Avramzon, rahatsız edici gerçeğin, Başkan Trump'ın Şimon Peres'in eski "Yeni Ortadoğu" vizyonunu yansıtan bir rota izlemesi olduğunu belirtti. Bu modelin, çatışmayı tarihsel olarak yönlendiren ideolojik ve dini güçleri önemsizleştirirken ekonomik bütünleşmeye dayandığını ifade etti.

"BM kararı sembolik değil, bağlayıcı"

Avramzon, makalesinde Türkiye ve Katar gibi aktörlerin Hamas'ı tasfiye etmesinin ne kadar gerçekçi olduğunu sorguladı ve şu soruları yöneltti:

"İsrail, İslamcı hareketlerin uzun süredir destekçisi olan Türkiye ve Katar'ın Hamas'ı dağıtmasını gerçekten bekleyebilir mi? Gazze'deki uluslararası bir gücün, İsrail'e gelecekteki tehditlere yanıt vermek için gereken operasyonel esnekliği tanıyacağını varsaymak gerçekçi mi? İnsani yardım veya yeniden imar fonlarının tekrar terör altyapısına akmasını ne engelleyecek?"

İsrail'de Güvenlik Konseyi kararının yalnızca "bildirim niteliğinde" olduğu yönündeki yaygın anlatının tehlikeli bir yanılgı olduğunu belirten Avramzon, "Güvenlik Konseyi kararları sembolik jestler değildir; İsrail'in uyumsuz görülmesi durumunda diplomatik baskı, yaptırımlar veya cezai tedbirler için temel oluşturabilecek, uluslararası hukukun bağlayıcı belgeleridir. Başkanlık politikalarının aksine, bu tür kararlar seçim döngüleriyle sona ermez. Varlıklarını sürdürürler" diye yazdı.

"Sağın suskunluğu kuzuların sessizliğine benziyor"

Avramzon, Filistin'in kendi kaderini tayin hakkını teyit eden ve devlet olmaya açıkça atıfta bulunan bir kararın teknik bir ayrıntı olmadığını, bilakis İsrail'e karşı gelecekteki uluslararası eylemlerin temel taşı haline gelebilecek hukuki ve siyasi bir emsal teşkil ettiğini vurguladı.

Gazze'nin küresel cihadın bir sembolü haline geldiğini ve terör kabiliyetleri kökünden sökülmedikçe bölgenin hem Sünni hem de Şii radikalizmini beslemeye devam edeceğini belirten Avramzon, "Bu hareketlerin arkasındaki ideolojik motor ortadan kalkmadı, yeniden toparlanıyor" dedi.

Avramzon, makalesini şu ifadelerle sonlandırdı:

"Bugün İsrail, rahatsız edici gerçekleri görmezden gelirken kendine güven yansıtma riskiyle karşı karşıya.
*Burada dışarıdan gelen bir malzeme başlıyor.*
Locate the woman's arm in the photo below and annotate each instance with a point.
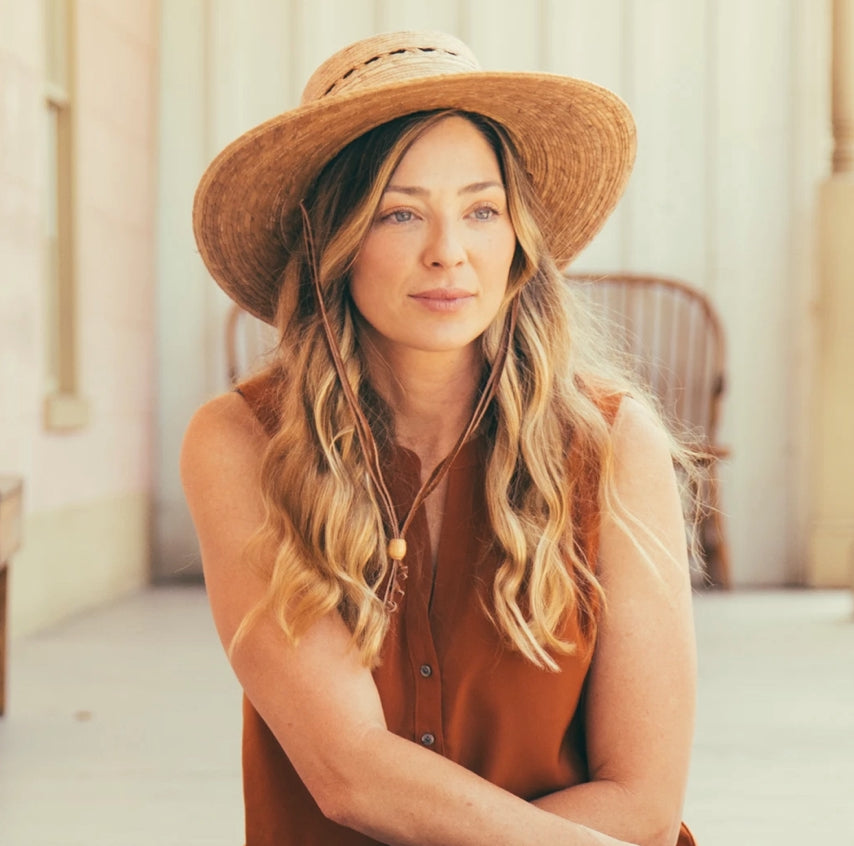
(317, 697)
(640, 706)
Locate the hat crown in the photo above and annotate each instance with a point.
(387, 59)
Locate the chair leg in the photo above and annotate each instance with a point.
(4, 569)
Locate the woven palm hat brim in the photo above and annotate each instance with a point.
(575, 139)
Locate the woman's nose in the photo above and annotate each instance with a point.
(445, 247)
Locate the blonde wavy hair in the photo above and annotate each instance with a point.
(324, 535)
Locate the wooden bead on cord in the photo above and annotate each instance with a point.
(397, 549)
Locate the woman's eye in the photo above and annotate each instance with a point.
(484, 213)
(399, 216)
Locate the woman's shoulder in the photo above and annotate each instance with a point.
(227, 432)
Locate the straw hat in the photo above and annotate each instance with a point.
(575, 139)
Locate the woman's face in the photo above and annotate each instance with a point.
(432, 272)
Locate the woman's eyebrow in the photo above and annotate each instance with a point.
(415, 191)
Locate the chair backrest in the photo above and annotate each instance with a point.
(247, 342)
(674, 339)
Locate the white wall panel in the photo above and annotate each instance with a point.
(752, 160)
(666, 88)
(443, 15)
(505, 34)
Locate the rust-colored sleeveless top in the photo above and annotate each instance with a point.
(446, 680)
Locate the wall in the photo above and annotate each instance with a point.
(731, 101)
(87, 491)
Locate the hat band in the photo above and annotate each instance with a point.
(396, 65)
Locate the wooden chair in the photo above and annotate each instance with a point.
(675, 342)
(247, 342)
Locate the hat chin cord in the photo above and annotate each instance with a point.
(396, 549)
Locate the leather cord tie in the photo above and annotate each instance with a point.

Özellikle tarihsel olarak bu tür risklere karşı uyanık olan sağ kesimler arasındaki artan rehavet, rahatsız edici bir şekilde kuzuların sessizliğine benziyor. Endişe için bolca neden var. İnceleme için bolca neden var. Her şeyden önce, sahadaki olaylar geri döndürülemez jeopolitik gerçekliklere dönüşmeden önce dürüst yanıtlara acil bir ihtiyaç var."